Effect of Tusamitamab Ravtansine on QTc Interval in Participants With Metastatic Solid Tumors

Overview

This is a Phase1, single-arm study for treatment. This is a prospective multicenter, multinational, open-label study to assess the effect of tusamitamab ravtansine on the QT interval in participants with metastatic colorectal cancer (CRC), nonsquamous non small cell lung cancer (NSQ NSCLC), or gastric/ gastroesophageal junction (GEJ) adenocarcinoma for which in the judgement of the Investigator, no standard alternative therapy is available.

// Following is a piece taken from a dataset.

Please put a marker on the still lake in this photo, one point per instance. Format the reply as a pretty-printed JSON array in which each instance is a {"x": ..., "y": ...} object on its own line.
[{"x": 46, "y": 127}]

Full Title of Study: “Open-label Study Evaluating the Effect of Tusamitamab Ravtansine on the QTc Interval in Participants With Metastatic Solid Tumors”

Study Type

  • Study Type: Interventional
  • Study Design
    • Allocation: N/A
    • Intervention Model: Single Group Assignment
    • Primary Purpose: Treatment
    • Masking: None (Open Label)
  • Study Primary Completion Date: October 10, 2023

Detailed Description

This is a single arm study in which participants will receive treatment with tusamitamab ravtansine until disease progression, unacceptable toxicity, the start of a new anti-cancer therapy initiation, or the participant's or Investigator's decision to stop the treatment, whichever comes first.

Interventions

  • Drug: Tusamitamab ravtansine
    • Pharmaceutical form: Concentrated solution for intravenous (IV) administration; Route of administration: IV infusion

Arms, Groups and Cohorts

  • Experimental: Tusamitamab ravtansine
    • Participants will receive tusamitamab ravtansine intravenous (IV) infusion until disease progression, unacceptable toxicity, the start of a new anti-cancer therapy initiation, or the participant’s or Investigator’s decision to stop the treatment, whichever comes first.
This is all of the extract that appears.